Depuis le 18 janvier 2021, outre les plus de 75 ans, d’autres personnes touchées par des pathologies associées à un sur-risque de développer une forme grave de la Covid-19peuvent se faire vacciner. Parmi ces publics prioritaires – répertoriés sur une listeinitialement édictée par la Haute Autorité de Santé (HAS) – : les personnes atteintes de certaines cancers, de maladies rénales chroniques sévères, de poly-pathologies chroniques avec au moins deux insuffisances d’organes, de certaines maladies rares, et de trisomie 21, ainsi que certains transplantés… Mais pas les personnes vivant avec le VIH (PVVIH).

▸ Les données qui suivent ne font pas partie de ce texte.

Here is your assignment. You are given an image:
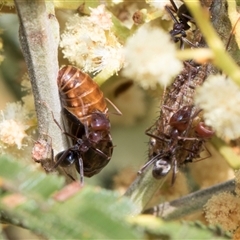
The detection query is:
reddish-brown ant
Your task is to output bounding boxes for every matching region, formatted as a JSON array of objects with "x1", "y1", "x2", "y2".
[{"x1": 53, "y1": 66, "x2": 113, "y2": 184}]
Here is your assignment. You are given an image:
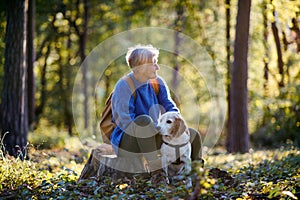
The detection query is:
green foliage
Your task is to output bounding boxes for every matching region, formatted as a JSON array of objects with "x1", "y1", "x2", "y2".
[
  {"x1": 251, "y1": 81, "x2": 300, "y2": 147},
  {"x1": 28, "y1": 119, "x2": 68, "y2": 149},
  {"x1": 0, "y1": 144, "x2": 300, "y2": 199}
]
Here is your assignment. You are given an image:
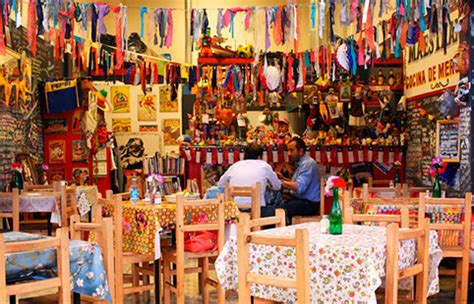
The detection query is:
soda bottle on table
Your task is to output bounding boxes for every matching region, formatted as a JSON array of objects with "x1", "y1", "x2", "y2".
[{"x1": 129, "y1": 174, "x2": 140, "y2": 203}]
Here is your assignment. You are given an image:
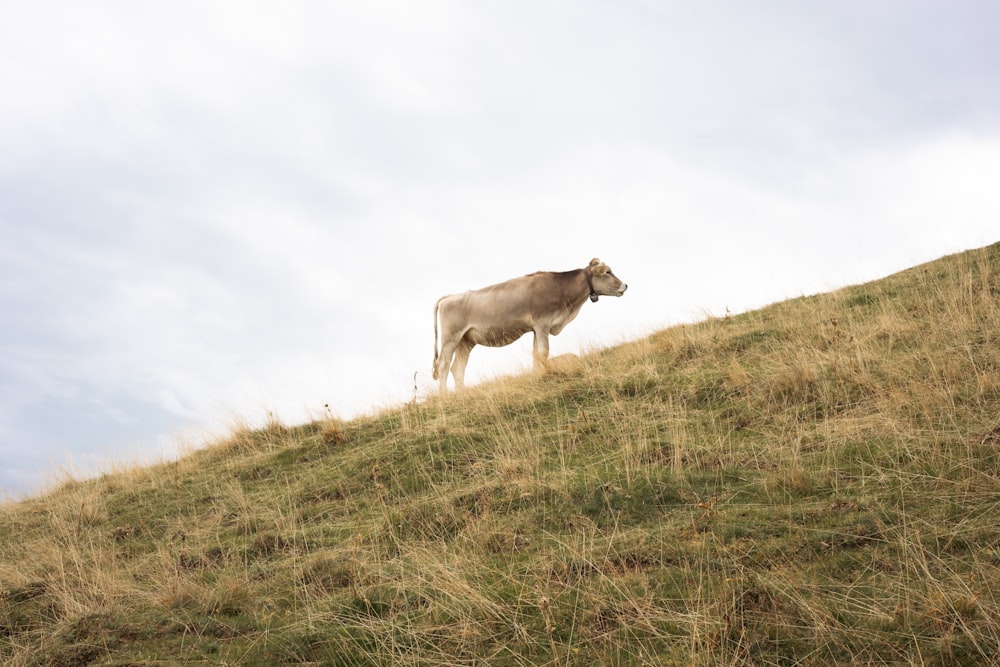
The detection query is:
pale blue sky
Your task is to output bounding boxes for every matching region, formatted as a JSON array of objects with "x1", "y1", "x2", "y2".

Un manque de que vient contredire la récente recommandation de l’Académie de médecine [i]. S’appuyant sur plusieurs données scientifiques récentes, elle propose en effet d’ajouter les PVVIH aux publics prioritaires. Tel que le souligne la société savante, « plusieurs études, rapportent un risque de mortalité par Covid-19 deux à trois fois plus élevé » que la population générale. Des recherches britanniques, parues en janvier 2021 [ii] et portant sur plus de 17 millions de personnes de plus de 18 ans, dont 27 480 PVVIH (soit 0,16%), pointe que ces dernières – tous âges confondus – avaient 2,9 fois plus de risque de mourir de la Covid-19.

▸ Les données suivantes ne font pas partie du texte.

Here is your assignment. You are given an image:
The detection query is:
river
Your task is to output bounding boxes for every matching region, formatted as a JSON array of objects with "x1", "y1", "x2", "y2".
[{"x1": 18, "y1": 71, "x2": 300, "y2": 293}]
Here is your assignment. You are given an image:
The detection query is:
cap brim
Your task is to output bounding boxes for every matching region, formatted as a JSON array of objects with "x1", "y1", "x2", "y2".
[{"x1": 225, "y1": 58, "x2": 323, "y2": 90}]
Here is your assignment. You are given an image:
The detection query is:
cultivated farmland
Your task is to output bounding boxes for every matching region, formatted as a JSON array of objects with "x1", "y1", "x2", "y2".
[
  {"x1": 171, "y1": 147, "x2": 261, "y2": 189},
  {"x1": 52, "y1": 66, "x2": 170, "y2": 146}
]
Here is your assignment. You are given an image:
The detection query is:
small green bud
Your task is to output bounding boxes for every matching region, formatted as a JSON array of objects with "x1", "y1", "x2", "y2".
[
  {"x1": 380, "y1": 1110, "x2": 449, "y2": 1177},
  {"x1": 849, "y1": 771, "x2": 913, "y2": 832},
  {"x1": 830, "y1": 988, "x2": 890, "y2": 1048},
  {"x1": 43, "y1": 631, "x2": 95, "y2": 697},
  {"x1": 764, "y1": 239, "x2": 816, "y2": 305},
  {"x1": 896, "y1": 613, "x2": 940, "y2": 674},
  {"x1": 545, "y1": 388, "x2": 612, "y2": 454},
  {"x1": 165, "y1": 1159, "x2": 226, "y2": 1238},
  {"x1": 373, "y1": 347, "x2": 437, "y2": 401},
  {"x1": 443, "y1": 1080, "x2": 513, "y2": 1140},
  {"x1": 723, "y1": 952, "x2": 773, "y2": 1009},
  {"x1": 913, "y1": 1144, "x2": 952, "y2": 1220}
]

« Même traités efficacement et avec une charge virale contrôlée, les PVVIH présentent un déficit immunitaire résiduel, d’autant plus important que le traitement a été débuté tardivement après l’infection. Or ce déficit les rend plus vulnérables face à la Covid-19. Par ailleurs, les PVVIH présentent souvent des maladies qui augmentent le risque de forme grave de Covid-19 : obésité, diabète, pathologie respiratoire, etc. », explique la Professeure Christine Rouzioux, professeur émérite de virologie et membre de l’Académie de médecine.

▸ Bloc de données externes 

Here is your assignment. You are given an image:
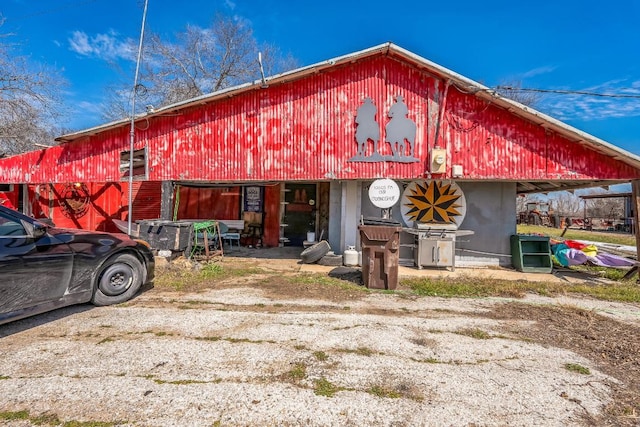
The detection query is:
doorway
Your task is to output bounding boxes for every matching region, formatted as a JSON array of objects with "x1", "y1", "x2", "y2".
[{"x1": 282, "y1": 183, "x2": 317, "y2": 246}]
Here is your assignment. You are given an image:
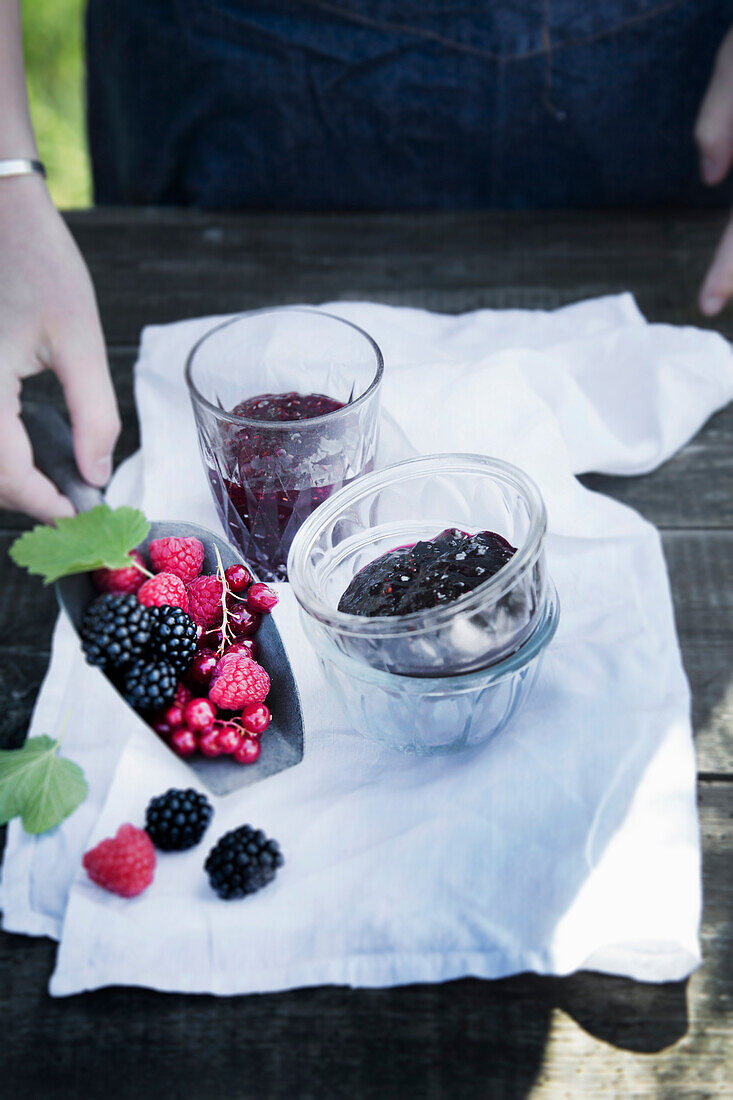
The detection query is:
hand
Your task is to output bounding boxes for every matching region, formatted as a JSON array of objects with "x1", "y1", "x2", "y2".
[
  {"x1": 0, "y1": 176, "x2": 120, "y2": 523},
  {"x1": 694, "y1": 29, "x2": 733, "y2": 317}
]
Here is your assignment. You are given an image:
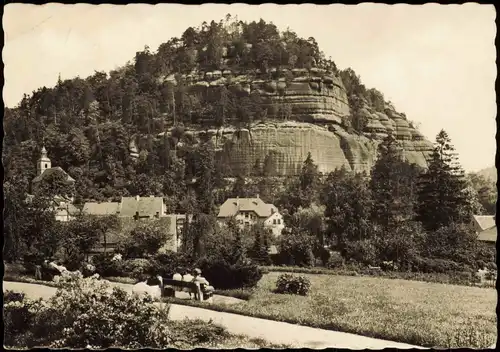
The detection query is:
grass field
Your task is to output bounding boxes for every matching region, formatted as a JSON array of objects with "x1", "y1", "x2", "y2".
[{"x1": 167, "y1": 273, "x2": 497, "y2": 348}]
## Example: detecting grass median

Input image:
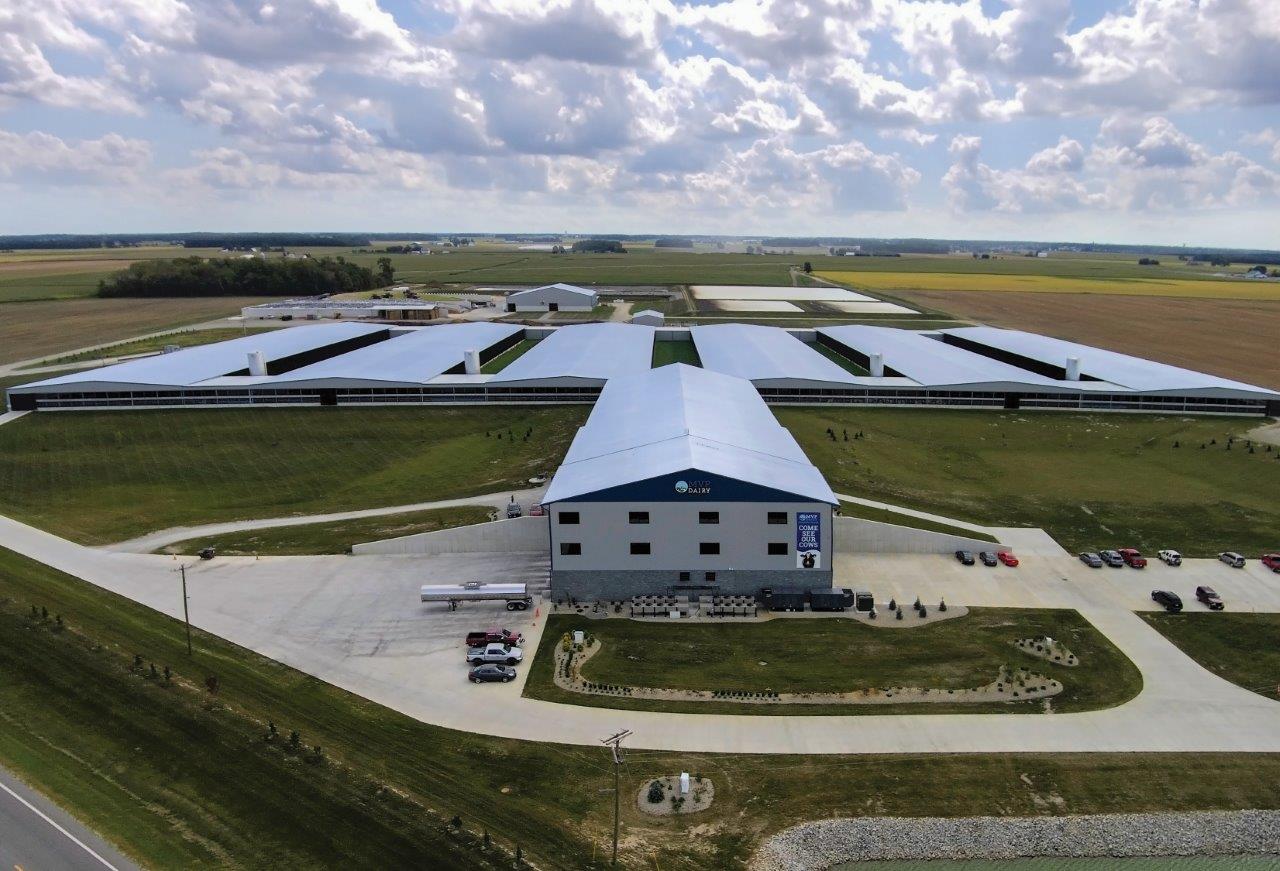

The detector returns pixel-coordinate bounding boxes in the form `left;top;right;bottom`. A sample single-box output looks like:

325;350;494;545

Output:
0;549;1280;871
0;406;586;544
156;505;493;556
525;602;1142;716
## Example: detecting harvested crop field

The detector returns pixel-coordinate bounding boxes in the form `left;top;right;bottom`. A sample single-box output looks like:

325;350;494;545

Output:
820;272;1280;300
900;291;1280;388
0;296;275;362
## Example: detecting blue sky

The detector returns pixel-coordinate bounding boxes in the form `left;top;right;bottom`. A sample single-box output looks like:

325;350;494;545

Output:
0;0;1280;247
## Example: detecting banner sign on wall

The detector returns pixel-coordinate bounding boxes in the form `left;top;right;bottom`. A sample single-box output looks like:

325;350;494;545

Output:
796;511;822;569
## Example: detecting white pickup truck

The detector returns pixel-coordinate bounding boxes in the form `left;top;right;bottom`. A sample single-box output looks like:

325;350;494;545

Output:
467;644;525;665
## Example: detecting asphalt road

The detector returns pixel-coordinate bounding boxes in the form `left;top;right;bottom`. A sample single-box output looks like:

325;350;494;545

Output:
0;769;137;871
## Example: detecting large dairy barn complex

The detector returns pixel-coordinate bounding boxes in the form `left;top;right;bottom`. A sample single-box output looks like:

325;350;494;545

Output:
8;322;1280;416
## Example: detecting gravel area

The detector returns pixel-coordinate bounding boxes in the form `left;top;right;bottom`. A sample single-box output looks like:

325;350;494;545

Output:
751;811;1280;871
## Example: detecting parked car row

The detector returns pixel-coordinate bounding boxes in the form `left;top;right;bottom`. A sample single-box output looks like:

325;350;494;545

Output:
1151;587;1226;614
463;628;525;684
956;551;1018;569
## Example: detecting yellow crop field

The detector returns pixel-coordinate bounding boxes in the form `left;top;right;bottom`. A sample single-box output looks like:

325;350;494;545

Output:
818;272;1280;300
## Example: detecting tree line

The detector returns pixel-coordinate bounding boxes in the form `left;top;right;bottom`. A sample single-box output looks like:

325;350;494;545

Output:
97;257;394;297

Une seconde raison qui a amené l’Académie de médecine à réagir : certaines études qui « laisse[nt] présager une bonne réponse à la vaccination » chez les PVVIH, relève-t-elle. Et de citer, à titre d’illustration, des travaux publiés en février 2021 par des chercheurs de l’Université de Tokyo, au Japon [iii]. Menée auprès de 83 personnes infectées par la Covid-19, dont 5 PVVIH, cette étude montre que lorsque l’infection VIH est bien contrôlée par la trithérapie, le niveau de production d’anticorps permettant une réponse immunitaire contre le virus de la Covid-19, le SARS-CoV-2, est équivalent à celui des patients non infectés par le VIH.
Enfin, le dernier argument avancé par la société savante pour asseoir sa recommandation, concerne l’innocuité des vaccins anti-Covid chez les PVVIH : « aucune contre-indication de principe n’est actuellement opposable à la vaccination des PVVIH », « à l’exception des vaccins à virus entiers atténués », qui peuvent, en cas d’immunité affaiblie, induire la maladie contre laquelle ils sont sensés immuniser, mais « dont l’utilisation n’est pas envisagée dans l’Union européenne».
De fait, les observations de l’Académie nationale de médecine, collent à celles du Programme commun des Nations Unies sur le VIH/sida (Onusida). Dans un document daté janvier 2021 [iv], celui-ci souligne que les vaccins anti-Covid « sont sans danger pour les personnes vivant avec le VIH » et « apportent les mêmes avantages aux personnes vivant avec le VIH que pour n’importe quelle autre personne ou communauté », du fait qu’ « ils protègent d’une maladie grave causée par le SARS-CoV-2 et réduisent potentiellement la transmission de ce virus ».
« Il est important que les PVVIH se fassent vacciner au plus vite contre la Covid-19. Car vu leur sur-risque de mortalité en cas d’infection par cette maladie, la balance bénéfices/risques est largement favorable. Surtout à un moment où arrivent de nouvelles souches du SARS-CoV-2 plus contagieuses : variants britannique, sud-africain, brésilien…», insiste le Pr Rouzioux. Côté pratique, l’Académie de médecine recommande de « confier l’indication et le suivi de cette vaccination au médecin référent ». Comme cela se fait déjà pour les publics prioritaires de moins de 75 ans.
[i] https://www.academie-medecine.fr/wp-content/uploads/2021/01/21.1.20-Covid-19-et-PVVIH.pdf
[ii] K. Bhaskaran et col. Lancet HIV. Janvier 2021 ; doi: 10.1016/S2352-3018(20)30305-2.
[iii] S. Yamamoto et col. J Microbiol Immunol Infect. Février 2021 ; doi: 10.1016/j.jmii.2020.09.005.